It is my advice to be very suspicious of a unilateral whait cataract in a patient with a history of intravitreal injections.
Because a posterior capsule rupture could be waiting for you!
I recently came across such a case (see the video of the procedure here) and I can demonstrate and talk through a few key points to management for those that are interested.
- Always stain the capsule with the vision blue to see the rhexis!
- Use a heavy viscoelastic to flatten the anterior capsule which may be under tension from a swollen lens.
- Use a needle to decompress the swollen lens before an Argentinian flag can form.
- Frequently refill the anterior chamber with visco to stay in control of the rhexis and avoid tear outs.
- Don’t hydrodissect as it can cause a blow out of a posterior capsule defect, losing the whole lens backwards. Hydrodelineation can be a great idea but in this cataract the dense nucleus takes up all the space.
- I have chosen to divide and conquer to avoid putting a chopper into vitreous but always keep your second instrument behind each segment to keep them elevated.
- Low bottle height to keep things slow and stable, not forcing anterior contents posteriorly.
- Triamcinolone stains and identifies vitreous which can be vitrectomised.
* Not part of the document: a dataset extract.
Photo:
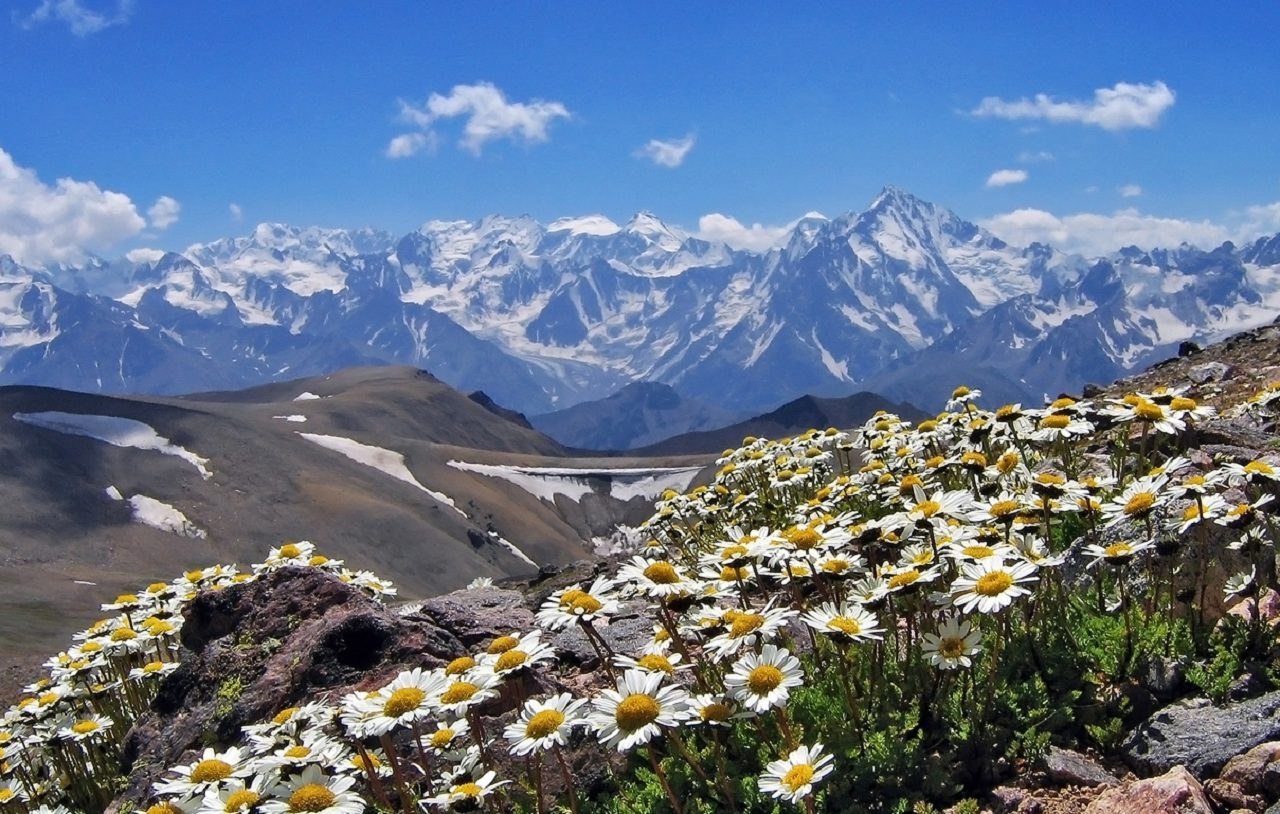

Visco keeps vitreous walled off posteriorly.
- A three-piece IOL should be placed in the sulcus. You can see I was optimistic and had a one-piece toric IOL planned with my digital marking but it wasn’t to be. Instead, astigmatism can be treated with corneal laser later.
- Any time vitreous may be on the loose, suture your main incision and use miochol to highlight any vitreous to incisions that would cause a peaked pupil.
It’s amazing how a thin and fragile capsule separates us from so much trouble in standard cases.
But these eyes can still have great outcomes if you are prepared and suspicious!